EasyJet flies into trouble with ASA over claims about Ryanair

Ryanair turns to its arch enemy, the Advertising Standards Authority, in battle against easyJet – and wins

Ryanair, the budget airline which so hates the Advertising Standards Authority that it referred to the regulator as "Monty Pythonesque" , has nevertheless turned to the advertising watchdog to get an ad campaign by rival easyJet banned.

The Irish airline, which waged a two-year spat with what it termed the "Absolutely Stupid Asses" over its repeated abuse of advertising rules, has cited those very same codes in its grievance with easyJet.

The source of its ire was easyJet\'s poster campaign that claimed that Ryanair did not fly to airports customers believed they had booked. The strapline on the ad ran: "Who loves flying you to the place you actually booked?". One advert pointed out that a Ryanair flight to Paris actually flew to Beauvais, while a trip to Barcelona meant landing at Girona airport.

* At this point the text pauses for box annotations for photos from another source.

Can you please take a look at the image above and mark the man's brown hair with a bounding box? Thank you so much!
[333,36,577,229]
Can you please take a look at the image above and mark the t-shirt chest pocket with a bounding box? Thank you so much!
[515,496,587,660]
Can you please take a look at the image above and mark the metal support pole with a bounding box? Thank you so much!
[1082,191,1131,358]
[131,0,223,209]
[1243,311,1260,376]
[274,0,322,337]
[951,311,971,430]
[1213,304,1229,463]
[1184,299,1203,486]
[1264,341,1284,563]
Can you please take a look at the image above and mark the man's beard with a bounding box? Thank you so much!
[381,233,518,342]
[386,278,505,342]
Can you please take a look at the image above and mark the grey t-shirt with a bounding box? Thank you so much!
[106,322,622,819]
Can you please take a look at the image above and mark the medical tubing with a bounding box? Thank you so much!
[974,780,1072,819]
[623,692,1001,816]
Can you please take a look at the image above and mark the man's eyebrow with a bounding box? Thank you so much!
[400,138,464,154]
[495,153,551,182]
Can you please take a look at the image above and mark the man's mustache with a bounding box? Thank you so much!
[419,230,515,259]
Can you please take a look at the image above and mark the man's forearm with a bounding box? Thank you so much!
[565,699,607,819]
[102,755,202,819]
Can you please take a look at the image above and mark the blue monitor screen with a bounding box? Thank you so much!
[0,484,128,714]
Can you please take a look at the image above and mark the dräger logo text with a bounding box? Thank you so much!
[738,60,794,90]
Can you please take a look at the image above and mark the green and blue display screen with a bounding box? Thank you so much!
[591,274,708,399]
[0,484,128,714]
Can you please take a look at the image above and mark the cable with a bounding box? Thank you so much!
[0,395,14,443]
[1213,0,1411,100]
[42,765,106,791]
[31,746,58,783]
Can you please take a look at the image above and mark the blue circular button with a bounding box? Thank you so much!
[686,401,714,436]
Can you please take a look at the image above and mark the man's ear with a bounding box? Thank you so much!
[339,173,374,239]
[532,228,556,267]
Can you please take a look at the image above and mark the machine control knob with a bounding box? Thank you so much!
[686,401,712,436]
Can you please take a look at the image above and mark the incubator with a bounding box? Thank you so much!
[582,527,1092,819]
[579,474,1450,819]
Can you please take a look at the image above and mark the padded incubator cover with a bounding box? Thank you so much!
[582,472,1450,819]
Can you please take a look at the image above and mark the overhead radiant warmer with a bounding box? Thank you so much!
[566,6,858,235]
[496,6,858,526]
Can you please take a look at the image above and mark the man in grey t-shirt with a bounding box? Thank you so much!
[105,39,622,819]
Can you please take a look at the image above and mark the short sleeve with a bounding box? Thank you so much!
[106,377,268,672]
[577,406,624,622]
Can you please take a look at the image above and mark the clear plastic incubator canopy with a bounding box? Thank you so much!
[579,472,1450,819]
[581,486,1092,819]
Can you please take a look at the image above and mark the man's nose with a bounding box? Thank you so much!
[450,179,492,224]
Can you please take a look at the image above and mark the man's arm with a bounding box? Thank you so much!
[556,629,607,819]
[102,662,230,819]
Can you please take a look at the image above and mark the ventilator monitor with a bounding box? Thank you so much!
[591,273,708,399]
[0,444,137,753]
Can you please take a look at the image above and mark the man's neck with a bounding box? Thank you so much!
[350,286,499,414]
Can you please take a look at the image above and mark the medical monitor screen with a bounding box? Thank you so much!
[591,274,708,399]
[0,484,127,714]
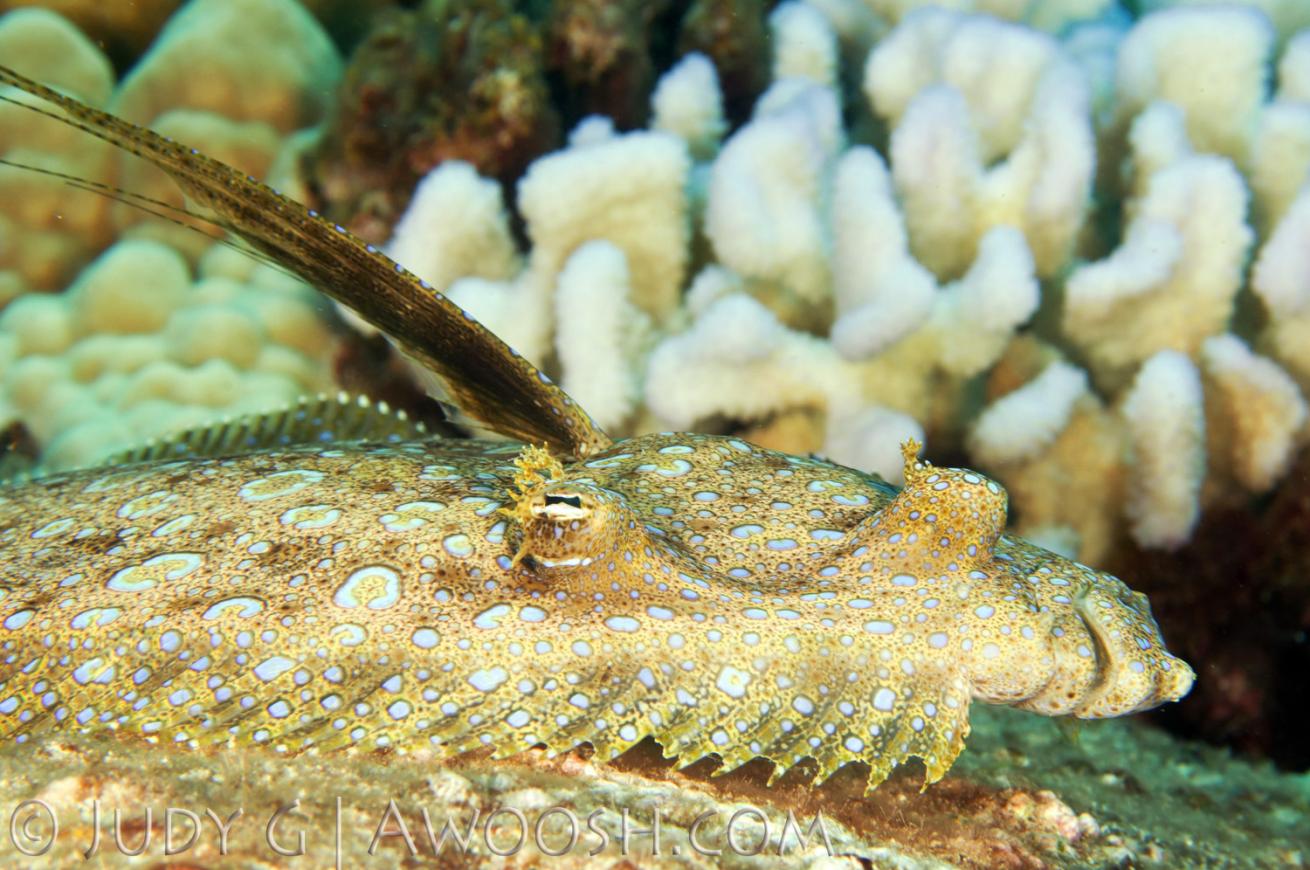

The usually thick-skinned Ryanair, which was once so offside with the advertising authorities that it became the subject of an Office of Fair Trading investigation , complained that the ad was misleading and denigratory.

EasyJet said it was trying to make the point that easyJet flies to primary airports and Ryanair, in many cases, services secondary airports that are often significantly further away from the city where people are heading.

The ASA said Ryanair\'s advertising always made it clear where it was flying to and that three of the airports named in the easyJet ad, despite being further away than other options, were officially designated as serving the cities of Paris, Milan and Venice cited in the ad. The ASA agreed with Ryanair and said that easyJet\'s ad campaign was misleading.

"We considered the challenging tone of the headline "Who loves flying you to the place you actually booked?" combined with the implication that Ryanair misled customers and flew them to airports different to the ones to which they had booked was denigratory," the ASA said.